The ongoing WGA and SAG-AFTRA strikes in Hollywood are taking a toll on the financial health of major players in the industry.
Warner Bros. Discovery, led by David Zaslav, has revealed that the ongoing strikes in Hollywood are likely to harm the company’s earnings in 2023.
According to a recent SEC filing (as per Variety), WBD anticipates a negative impact ranging from $300 million to $500 million. This is expected to result in lower adjusted earnings for the full year, projected to be between $10.5 billion and $11 billion.
The cause of this financial hit is the ongoing work stoppages by the Writers Guild of America (WGA) and the Screen Actors Guild-American Federation of Television and Radio Artists (SAG-AFTRA).
The Writers Guild of America, representing over 11,000 writers in the film and television industry, began their strike on May 2.
SAG-AFTRA, representing approximately 160,000 actors, joined the strike alongside the writers on July 14.
Unfortunately, there hasn’t been much progress in negotiations between the two sides since the strikes began.

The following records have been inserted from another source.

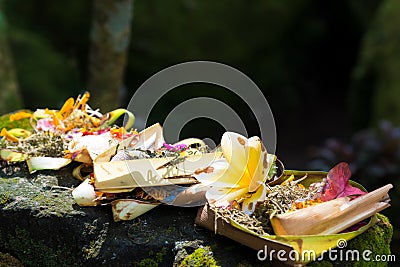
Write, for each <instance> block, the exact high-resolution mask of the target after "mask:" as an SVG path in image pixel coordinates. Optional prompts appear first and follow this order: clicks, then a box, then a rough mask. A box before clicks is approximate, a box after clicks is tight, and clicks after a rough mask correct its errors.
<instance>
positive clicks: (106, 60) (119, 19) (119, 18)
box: [88, 0, 133, 112]
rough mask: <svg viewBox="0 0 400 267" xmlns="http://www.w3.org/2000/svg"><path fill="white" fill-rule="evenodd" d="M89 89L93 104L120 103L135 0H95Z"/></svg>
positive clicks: (108, 106)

Warner Bros. Discovery Hopeful WGA/SAG-AFTRA Strikes Will End Soon
Warner Bros. Discovery (WBD) has expressed optimism about the resolution of the strikes in the near future, although they have not specified a particular timeframe for when the strikes might come to an end.
In its SEC filing, the company said:
“While WBD is hopeful that these strikes will be resolved soon, it cannot predict when the strikes will ultimately end. With both guilds still on strike today, the company now assumes the financial impact to WBD of these strikes will persist through the end of 2023.”
The company has revised 2023 guidance which had previously assumed that the strikes would be resolved by early September, as mentioned during the second-quarter earnings conference call.
Zaslev-led company further said in its regulatory filing:
“WBD continues to prioritize and work diligently with other industry leadership to resolve the current WGA and SAG-AFTRA strikes in a manner that is fair and values the important work of, and partnership with, the writers and actors,”
Zaslav has been involved in talks with the striking Writers Guild of America union, which has been on strike for over 100 days. He’s also been in discussions with the actors’ union, which started its strike in July.
These strikes have halted Hollywood production, affecting companies like Warner Bros. Discovery, which owns TV and movie studios, as well as a significant number of pay TV networks.